What are box and whisker plots used for?
- Rank performance of portfolios and investment managers in terms of percentile/quartile in which they fall
- in investment research we can look at the bottom return and top return decile and may go long/short if we’re a hedge fund
What is the upper fence?
(1.5 x IQR). This to the upper bound may contain outliers.
What is the lower fence?
(1.5 x IQR). This to the lower bound may contain outliers
What is dispersion?
- variability around the central tendency
- a measure of risk or uncertainty
- includes range (though no info about shape of distribution), mean absolute deviation, sample variance, sample standard deviation etc
What is target downside deviation?
Deviation only below the mean
You calculate deviation for all XsubI below some minimum level B
Also called target semideviation by the reading
What is the coefficient of variation?
A measure of relative dispersion
This gives you an idea of level of risk per unit of return
CV = S / XBar
What parameters do you need to describe a normal distribution?

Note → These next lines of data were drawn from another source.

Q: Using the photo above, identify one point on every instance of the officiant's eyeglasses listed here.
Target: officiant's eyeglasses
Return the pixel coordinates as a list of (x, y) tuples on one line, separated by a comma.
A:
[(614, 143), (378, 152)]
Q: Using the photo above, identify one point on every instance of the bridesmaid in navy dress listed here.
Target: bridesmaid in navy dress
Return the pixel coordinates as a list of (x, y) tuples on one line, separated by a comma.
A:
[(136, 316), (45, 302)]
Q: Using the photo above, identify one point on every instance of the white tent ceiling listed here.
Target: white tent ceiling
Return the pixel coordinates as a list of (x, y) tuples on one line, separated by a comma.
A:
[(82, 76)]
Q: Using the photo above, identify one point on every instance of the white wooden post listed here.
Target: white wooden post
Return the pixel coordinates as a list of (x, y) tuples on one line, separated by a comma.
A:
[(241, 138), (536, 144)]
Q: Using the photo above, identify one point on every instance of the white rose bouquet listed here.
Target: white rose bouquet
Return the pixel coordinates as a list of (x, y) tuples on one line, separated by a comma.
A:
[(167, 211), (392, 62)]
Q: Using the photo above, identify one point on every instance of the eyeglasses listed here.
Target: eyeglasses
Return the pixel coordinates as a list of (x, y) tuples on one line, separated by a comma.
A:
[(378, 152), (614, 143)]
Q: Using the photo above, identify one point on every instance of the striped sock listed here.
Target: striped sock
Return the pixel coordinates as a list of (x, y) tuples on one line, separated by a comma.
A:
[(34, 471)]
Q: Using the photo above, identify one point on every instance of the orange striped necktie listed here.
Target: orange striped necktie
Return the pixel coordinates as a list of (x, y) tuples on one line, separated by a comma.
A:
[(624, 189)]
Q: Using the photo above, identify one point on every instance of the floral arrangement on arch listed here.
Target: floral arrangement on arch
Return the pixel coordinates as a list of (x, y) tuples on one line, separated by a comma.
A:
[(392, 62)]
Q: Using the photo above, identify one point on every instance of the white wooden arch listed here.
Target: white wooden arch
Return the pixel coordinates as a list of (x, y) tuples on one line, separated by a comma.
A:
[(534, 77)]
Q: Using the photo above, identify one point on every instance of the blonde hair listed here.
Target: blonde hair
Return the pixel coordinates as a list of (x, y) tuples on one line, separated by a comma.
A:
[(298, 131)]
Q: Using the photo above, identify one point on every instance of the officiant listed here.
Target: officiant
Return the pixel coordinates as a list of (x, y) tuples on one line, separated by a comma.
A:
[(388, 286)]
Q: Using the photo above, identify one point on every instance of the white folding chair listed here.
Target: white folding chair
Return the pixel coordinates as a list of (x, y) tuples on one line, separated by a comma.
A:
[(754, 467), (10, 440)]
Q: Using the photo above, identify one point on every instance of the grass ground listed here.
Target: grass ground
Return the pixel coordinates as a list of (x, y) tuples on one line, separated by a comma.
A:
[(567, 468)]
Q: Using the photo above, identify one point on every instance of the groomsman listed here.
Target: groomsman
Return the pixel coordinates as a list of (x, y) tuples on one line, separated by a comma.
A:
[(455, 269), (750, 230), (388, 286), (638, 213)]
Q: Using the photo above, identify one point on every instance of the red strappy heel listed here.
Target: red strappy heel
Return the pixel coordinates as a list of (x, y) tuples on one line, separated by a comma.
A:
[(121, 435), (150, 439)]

ND is completely described by mu and sigma squaraed
This is an idealised, well understood distribution
Why do we start from the normal distribution?
It is easier to start from an idealised well understood distribution and describe deviations from it than start from not well understood. Thus even if distributions are not usually normal distributions it is a good place to begin in analysis
What is skew?
Positive skew is where the mean is greater than the median and the mode. The top of the curve will be far to the left (which is the mean) with the median and mode further right and a long right tail.
Negative skew is the opposite: mean is less than median is less than mode. Top of curve is far to right, with long left tail
What kind of portfolios will have positive skew?
Positive skew: lots of long options. A few will pay off very big and form the long right tail
Negative skew: lots of short options. A few will lead to heavy losses and form the long left tail.
What do leptokurtic and platykurtic mean?
Normal distribution is mesokurtic and kurtosis = 3
Leptokurtic means overweight in the tails, k > 3
Platykurtic means underweight in the tains, k < 3
What is a scatter plot useful for?
- Identifying outliers
- Visualising the joint variation in 2 numerical variables
- A scatter plot matrix can be used to assess pairwise association among many variables
What is covariance?
- The joint variability of 2 random variables
- Expressed in the same units as the variables
- Sum of deviations for all observations for each data set, multiplied together, over n - 1
- When Ssubxy > 0 they covary together
What is correlation?
- Measures the linear association between 2 variables
- Covariance of xy over (SD of X * SD of y)
- 0 means no linear relationship (meaning max diversificaiton)
- negative 1 is perfect negative correlation (perfect replication), positive 1 is perfect positive correlation (perfect hedge)
What are the limitations of correlation?
- Measures linear association only ie doesn’t pick up nonlinear relationships
- Unreliable when outliers are present
- Correlation does not imply causation, so you have to be careful of wrongful causal inference (spurious relationships)
Why is visual inspection of scatter plots important?
You can’t get all the understanding of the dataset just from the metrics. You can have the same metrics for very different distributions and relationships!